The axioms for Zermelo-Fraenkel (ZF) set theory are an appealing but somewhat arbitrary-seeming assortment. A survey of the axioms does not suffice to reveal the source of their attraction. Accordingly, attempts have been made to ground ZF in principles whose appeal can be felt immediately. These attempts can be classified as follows. First, some of them propose to rest the ZF axioms directly on informal doctrine. The others propose to ground the ZF axioms in other formal axioms that can be regarded as more basic. When the latter approach is taken, ZF continues to draw on informal support, but the draft is made at a more basic level.The same research can be classified in another way, according to the informal diagnosis offered for the paradoxes of set theory.

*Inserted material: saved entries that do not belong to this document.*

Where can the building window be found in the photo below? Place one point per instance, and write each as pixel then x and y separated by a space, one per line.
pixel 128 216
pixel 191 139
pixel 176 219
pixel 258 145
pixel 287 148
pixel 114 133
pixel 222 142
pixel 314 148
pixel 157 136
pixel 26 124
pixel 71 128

In some cases, the diagnosis is that the paradoxical sets (such as the Russell set) fail to exist only because they would have to be too large; a set that would be sufficiently small must always exist. This is the doctrine of limitation of size. In other cases, the diagnosis is that the paradoxical sets fail to exist only because they would have to lie too high in a certain hierarchy of sets; a set that would lie sufficiently low in the hierarchy must always exist. This is the doctrine of the hierarchy. The present paper will investigate the latter doctrine, with the doctrine of size making a brief appearance at the end.